For those who understand EU law this is easy to assimilate and the premise on which it is based is: the EU works on multiannual programmes that go from environmental issues, jobs, research and innovation and many others which cover all EU policies… and to fund all those policies some budgetary projections are put in place. The so-called Multiannual Financial Framework is not the budget per se but sets the ceilings in terms of expenditure for a given policy on a given timeline. The current framework covers 2014-2020 (see policies here). The EU’s funds to cover those expenses come from custom duties, VAT percentages and Member States contributions (see here).
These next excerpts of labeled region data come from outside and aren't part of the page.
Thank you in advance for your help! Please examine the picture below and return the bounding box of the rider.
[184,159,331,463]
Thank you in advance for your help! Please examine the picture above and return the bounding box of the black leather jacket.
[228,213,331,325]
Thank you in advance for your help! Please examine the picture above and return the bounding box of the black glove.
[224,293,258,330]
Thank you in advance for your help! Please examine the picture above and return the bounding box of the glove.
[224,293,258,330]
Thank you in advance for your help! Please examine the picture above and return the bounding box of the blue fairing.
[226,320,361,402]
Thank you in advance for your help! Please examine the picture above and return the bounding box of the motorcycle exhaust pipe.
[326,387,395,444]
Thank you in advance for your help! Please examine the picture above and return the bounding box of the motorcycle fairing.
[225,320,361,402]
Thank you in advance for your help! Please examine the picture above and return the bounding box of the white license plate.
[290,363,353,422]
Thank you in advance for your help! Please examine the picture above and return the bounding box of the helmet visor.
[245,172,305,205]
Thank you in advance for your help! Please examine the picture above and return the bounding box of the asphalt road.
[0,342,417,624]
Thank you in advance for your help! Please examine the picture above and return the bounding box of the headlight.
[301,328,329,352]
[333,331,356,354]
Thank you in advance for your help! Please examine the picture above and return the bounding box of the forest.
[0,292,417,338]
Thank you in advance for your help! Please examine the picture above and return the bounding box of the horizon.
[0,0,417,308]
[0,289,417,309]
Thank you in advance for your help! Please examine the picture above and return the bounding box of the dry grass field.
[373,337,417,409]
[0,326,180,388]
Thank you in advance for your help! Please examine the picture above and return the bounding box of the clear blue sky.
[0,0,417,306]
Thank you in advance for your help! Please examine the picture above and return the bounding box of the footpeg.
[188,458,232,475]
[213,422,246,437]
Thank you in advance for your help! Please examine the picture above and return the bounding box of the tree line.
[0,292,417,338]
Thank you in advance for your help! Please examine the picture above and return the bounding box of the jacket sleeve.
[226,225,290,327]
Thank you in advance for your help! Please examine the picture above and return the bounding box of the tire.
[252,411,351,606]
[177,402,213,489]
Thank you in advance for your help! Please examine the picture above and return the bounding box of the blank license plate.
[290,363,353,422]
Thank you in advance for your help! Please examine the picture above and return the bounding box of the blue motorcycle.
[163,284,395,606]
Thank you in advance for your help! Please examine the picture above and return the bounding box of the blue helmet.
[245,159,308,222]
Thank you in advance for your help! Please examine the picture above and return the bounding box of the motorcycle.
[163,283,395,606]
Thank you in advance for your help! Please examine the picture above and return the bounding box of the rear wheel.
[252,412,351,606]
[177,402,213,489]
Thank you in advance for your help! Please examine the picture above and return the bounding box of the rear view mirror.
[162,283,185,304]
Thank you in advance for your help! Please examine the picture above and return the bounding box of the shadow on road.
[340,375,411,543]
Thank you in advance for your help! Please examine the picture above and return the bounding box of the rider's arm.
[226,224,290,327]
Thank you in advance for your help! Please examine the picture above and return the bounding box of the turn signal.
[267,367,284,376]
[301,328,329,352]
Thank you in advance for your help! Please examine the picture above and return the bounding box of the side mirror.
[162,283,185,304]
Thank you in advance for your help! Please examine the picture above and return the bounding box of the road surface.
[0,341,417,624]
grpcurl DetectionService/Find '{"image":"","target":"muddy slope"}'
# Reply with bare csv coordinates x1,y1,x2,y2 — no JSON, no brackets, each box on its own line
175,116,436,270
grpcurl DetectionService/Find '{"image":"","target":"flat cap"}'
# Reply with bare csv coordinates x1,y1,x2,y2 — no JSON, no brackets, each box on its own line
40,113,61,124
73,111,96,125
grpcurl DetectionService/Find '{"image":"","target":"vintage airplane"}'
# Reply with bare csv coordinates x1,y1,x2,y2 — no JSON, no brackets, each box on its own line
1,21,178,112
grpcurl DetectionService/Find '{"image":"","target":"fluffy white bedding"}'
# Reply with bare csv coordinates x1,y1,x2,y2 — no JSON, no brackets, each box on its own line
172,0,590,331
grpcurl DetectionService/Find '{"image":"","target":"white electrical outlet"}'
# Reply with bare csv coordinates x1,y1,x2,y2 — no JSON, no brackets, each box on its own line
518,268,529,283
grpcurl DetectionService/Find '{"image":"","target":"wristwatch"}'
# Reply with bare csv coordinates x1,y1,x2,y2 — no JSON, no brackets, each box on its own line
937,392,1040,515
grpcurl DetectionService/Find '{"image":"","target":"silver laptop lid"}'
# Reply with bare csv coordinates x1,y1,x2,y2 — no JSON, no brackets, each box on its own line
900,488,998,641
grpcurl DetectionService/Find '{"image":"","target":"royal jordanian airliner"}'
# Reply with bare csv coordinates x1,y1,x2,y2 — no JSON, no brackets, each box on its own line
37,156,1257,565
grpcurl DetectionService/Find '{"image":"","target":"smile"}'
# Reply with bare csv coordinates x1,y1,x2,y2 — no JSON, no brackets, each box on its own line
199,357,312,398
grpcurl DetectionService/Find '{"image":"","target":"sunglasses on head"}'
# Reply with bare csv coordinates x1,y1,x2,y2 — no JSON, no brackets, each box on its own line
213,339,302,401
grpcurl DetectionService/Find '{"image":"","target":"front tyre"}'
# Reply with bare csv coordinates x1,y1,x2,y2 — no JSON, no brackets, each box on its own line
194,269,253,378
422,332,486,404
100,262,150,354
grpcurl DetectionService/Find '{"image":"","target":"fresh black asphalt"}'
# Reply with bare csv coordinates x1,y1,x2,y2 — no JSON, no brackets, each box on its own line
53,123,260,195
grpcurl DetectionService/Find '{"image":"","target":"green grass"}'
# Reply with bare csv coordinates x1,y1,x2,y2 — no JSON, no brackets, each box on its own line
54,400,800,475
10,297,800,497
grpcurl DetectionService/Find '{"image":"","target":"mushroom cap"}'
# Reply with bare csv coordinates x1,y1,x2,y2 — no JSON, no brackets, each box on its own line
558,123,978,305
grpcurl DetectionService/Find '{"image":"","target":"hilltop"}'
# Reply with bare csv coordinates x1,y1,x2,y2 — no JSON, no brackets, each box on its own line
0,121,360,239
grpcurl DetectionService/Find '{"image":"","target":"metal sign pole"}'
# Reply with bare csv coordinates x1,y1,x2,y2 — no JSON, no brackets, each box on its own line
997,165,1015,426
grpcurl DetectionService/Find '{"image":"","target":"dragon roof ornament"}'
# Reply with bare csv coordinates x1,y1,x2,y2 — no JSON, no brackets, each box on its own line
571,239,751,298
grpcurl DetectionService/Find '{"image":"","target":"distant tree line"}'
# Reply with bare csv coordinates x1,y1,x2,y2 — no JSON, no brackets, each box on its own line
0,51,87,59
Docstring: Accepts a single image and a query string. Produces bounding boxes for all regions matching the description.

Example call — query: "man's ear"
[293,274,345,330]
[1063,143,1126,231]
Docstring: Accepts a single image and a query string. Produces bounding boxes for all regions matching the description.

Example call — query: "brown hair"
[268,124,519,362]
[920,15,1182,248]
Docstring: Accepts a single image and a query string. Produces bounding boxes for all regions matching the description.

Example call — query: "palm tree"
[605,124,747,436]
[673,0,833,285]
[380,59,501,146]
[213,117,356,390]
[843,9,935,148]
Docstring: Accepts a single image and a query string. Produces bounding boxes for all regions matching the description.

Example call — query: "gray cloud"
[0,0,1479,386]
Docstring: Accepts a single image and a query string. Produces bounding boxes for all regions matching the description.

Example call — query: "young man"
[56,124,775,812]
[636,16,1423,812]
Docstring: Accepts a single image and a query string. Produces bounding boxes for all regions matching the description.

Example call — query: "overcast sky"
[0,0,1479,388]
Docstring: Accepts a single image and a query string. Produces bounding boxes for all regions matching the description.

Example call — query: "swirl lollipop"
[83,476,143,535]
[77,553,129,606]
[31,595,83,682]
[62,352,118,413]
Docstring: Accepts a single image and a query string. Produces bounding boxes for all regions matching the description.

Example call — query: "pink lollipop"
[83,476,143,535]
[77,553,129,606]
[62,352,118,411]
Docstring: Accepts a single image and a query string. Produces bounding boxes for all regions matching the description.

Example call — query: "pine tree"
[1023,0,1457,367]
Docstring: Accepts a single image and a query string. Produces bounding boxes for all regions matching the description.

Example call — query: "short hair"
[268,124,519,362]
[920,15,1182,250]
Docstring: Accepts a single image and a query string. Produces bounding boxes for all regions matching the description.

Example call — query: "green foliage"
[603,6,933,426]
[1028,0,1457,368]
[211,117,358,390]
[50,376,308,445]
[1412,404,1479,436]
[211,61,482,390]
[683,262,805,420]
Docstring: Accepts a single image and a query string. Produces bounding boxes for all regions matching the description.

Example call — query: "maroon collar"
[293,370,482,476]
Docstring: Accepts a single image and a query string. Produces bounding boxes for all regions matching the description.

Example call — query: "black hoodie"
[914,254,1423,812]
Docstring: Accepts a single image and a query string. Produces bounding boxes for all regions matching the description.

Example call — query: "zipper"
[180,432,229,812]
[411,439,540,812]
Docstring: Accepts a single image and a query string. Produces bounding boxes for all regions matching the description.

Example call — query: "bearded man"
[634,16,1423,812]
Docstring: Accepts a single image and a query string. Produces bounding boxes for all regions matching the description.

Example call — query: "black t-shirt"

As the UK was a Member State with its full rights and obligations when the framework was adopted, like the other Member States, it entered into some financial obligations for the whole period i.e. until 2020. The fact that the UK has decided to leave the EU and has already kick started the two-year period for the exit negotiations (art 50 TEU) bears no relevance on the commitments as does the name of the Prime Minister who will lead (from the UK-side) those negotiations. Therefore, it is irrelevant who becomes Prime Minister on June 9 (i.e. the vote on June 8 will bear no weight on that).
Let’s use a metaphor to illustrate the financial implications of the Brexit “bill”. Think about a mobile contract (no handset included just the minutes, texts and data). Until a couple of years ago no mobile provider allowed you to have a rolling 30-day contract, you had to sign up for 12 or 24 months and if you cancelled your contract before the end date you were liable for the whole amount of the contract. Here is the same…..if you agreed to be bound for a number of years – under the multiannual financial projections – you “must” pay the outstanding bill if you leave before it ends.
All Member States agreed to contribute towards the framework so the fact that the UK decides to leave should not have any extra implications for them (they will be affected post-Brexit). Why would they have to be affected by that?! surely in a reverse situation i.e. any other Member State leaving not the UK anyone could see it, right? would the UK consider it fair to pay for the departing State?
There is no “punishment” bill towards the UK…. it is simply put a settlement of accounts or pre-existing obligations so the more the UK – government and media – distort that the more damage they will create even before the proper negotiations begin.
Bringing up the move (and who needs to pay for it) of the European bodies currently in the UK – European Medicines Agency , European Banking Authority – to other EU Member States when Brexit occurs is perhaps not advisable now but it is something to keep in mind…. as the EU today is reminding the UK. But it is not clever either to talk about a share of the bottles of wine owned by the EU as belonging to the UK…. or a share of the EU buildings.
There will be no winners in Brexit. The UK will possibly thrive in a few years time but not in the immediate aftermath. The EU will be damaged as well and its credibility and survival seriously threatened if these negotiations sour beyond an acceptable point. This will not be an amicable divorce, that is becoming clear. However, it would be advisable that all parties involved make it as bearable as possible to those who have to live with the consequences i.e. the EU citizens in the UK and UK citizens in the EU…. this is not only about business there are millions of lives at stake.
We are in unknown territory …..and it seems both sides are making one mistake after another and the chances of a no-deal in March 2019 are increasing on a daily basis.